Kaiser Permanente said Thursday that a data breach had left personal information on 990 Sacramento-area patients exposed to an unknown and unauthorized individual for about 13 hours.
“The exposure was identified by an IT security process and corrected immediately upon discovery,” stated Angela B Anderson, Kaiser’s regional compliance director and privacy and security officer for Northern California, in an email sent to The Sacramento Bee. “We do not have any evidence that the information was viewed, used or copied. Kaiser Permanente takes the protection of our member data very seriously.”
In a letter to Kaiser members, issued Sept. 27, Anderson explained that the unauthorized individual had access to a Sacramento-area provider’s email account, and data in that email account included a combination or some of the following: date or dates of service, age, date of birth, gender, provider name, provider comments, payer name, diagnosis, medical history, benefit information, insurance coverage status, treatment procedure and service provided.
The patients’ Social Security numbers and financial information were not in the emails, Anderson said, and Kaiser sent out letters to the patients who were affected.
At the ID Theft Resource Center, experts advised victims to proactively contact Kaiser to see what steps they can take to protect their medical accounts from further access.
“The greatest risk when medical information is compromised is medical identity theft,” said Mona Terry, vice president of operations at the resource center. “Someone can use the information compromised in this data breach and attempt to obtain medical services or prescriptions which will then be billed to the victim/victim’s insurance provider.”
Together with a digital consulting firm called Futurion, the ID Theft Resource Center created a free software tool at breachclarity.com that allows consumers to see the security risk posed by a data breach and learn how to protect themselves. On a scale of 1 to 10, the Kaiser breach rated a 4, according to breachlarity.com.
The year 2019 has seen some sizable data breaches at health care companies. In early May, for instance, billing services vendor American Medical Collection Agency revealed in a filing with the Securities and Exchange Commission that it had been hacked for eight months between Aug. 1, 2018 and March 30, 2019. That breach affected 12 million people at Quest Diagnostics, and other companies are still assessing the impact to their customers.
Roughly 9.7 million Americans had health care records exposed, disclosed or stolen in the first half of 2019, putting this year easily on pace to surpass the 12.1 million individuals affected in 2018.
Unlike credit cards and other financial information, an individual’s personal health history — ailments, illnesses, surgeries — doesn’t change, and it can be used to persuade unwitting customers that scammers are actually legitimate.
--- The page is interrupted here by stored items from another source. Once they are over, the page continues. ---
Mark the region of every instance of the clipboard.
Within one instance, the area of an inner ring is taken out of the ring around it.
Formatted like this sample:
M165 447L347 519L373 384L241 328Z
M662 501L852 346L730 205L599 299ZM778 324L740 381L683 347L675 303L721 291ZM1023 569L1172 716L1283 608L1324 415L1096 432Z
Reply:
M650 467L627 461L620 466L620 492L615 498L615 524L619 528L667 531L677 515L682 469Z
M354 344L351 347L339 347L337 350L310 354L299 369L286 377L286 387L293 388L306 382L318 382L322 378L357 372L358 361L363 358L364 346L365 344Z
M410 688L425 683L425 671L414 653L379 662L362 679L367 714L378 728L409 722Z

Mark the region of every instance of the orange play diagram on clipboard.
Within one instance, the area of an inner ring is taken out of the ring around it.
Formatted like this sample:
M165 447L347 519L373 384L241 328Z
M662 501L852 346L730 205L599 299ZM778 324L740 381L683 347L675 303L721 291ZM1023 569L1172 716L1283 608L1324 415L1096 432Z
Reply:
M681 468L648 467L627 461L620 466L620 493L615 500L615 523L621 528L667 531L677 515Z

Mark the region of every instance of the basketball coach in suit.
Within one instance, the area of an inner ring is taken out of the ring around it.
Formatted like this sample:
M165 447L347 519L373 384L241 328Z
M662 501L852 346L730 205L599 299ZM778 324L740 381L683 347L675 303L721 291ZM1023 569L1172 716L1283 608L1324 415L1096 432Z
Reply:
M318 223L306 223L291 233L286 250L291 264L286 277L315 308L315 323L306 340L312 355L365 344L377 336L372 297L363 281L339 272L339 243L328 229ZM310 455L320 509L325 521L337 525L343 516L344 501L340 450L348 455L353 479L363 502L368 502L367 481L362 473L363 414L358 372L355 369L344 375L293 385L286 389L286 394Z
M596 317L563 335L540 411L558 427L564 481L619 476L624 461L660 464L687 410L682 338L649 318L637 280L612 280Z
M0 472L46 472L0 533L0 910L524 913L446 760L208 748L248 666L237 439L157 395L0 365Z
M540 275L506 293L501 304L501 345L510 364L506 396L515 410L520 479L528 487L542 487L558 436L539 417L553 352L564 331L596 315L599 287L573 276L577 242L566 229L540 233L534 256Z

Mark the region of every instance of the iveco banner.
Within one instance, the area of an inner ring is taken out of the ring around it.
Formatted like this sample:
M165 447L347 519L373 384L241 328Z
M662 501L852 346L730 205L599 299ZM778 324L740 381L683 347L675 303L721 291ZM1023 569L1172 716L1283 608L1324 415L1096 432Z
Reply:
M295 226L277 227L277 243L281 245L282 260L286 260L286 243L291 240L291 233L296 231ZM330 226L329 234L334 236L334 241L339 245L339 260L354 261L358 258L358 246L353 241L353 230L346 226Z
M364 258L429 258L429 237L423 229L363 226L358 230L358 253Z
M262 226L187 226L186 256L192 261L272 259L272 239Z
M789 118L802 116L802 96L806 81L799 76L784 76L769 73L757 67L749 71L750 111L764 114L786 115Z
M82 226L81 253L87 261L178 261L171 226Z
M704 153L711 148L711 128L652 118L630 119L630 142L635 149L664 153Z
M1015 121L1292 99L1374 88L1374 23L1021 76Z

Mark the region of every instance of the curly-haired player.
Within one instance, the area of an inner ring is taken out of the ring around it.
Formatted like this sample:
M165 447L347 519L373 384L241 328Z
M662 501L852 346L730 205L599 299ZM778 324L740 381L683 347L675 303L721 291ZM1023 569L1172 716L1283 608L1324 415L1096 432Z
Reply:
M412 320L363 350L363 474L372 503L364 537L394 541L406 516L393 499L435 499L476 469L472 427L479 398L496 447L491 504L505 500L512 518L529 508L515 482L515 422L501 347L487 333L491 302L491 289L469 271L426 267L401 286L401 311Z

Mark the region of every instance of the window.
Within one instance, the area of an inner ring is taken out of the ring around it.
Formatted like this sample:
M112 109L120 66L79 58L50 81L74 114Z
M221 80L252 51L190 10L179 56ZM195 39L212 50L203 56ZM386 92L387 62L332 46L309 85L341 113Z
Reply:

In one such scam, fraudsters call up and pretend to be representatives of Medicare or a medical supply company. Then, along with your personal information, they use threats or incentives to get more financial information or to get your Medicare number. For instance, they may say they need the info to send free services, equipment or a new Medicare card. Alternately, they may threaten that you’ll be hit with fees if you don’t provide the information.
How to protect yourself
Consumer Reports suggests that consumers take these steps to protect themselves from identity theft and fraud.
- If you don’t know the caller, hang up. Don’t engage with any robocallers because it can end up in more calls.
- Know that caller ID is not always reliable. Scammers can make it look like their calls are coming from trusted institutions.
- Don’t pay people who call you over the phone. More than likely, the person trying to get your money is an unlawful robocall.
- Never pay by wire transfer, gift card or prepaid card over the phone. Legitimate companies and government agencies will not ask to be paid with Amazon, Google Play or iTunes gift cards.
- You’ll be told a dramatic story. Resist the urge to act immediately. Stop and consult with a trusted friend or relative, even if the caller requests that you tell no one.
- Report scam calls to the Federal Trade Commission at donotcall.gov or by calling 877-382-4357. Regulators can use the information in their enforcement efforts.
- Register for the Do Not Call Registry at donotcall.gov. This may not reduce calls from criminals who ignore the registry, but it will reduce calls from the lawful companies.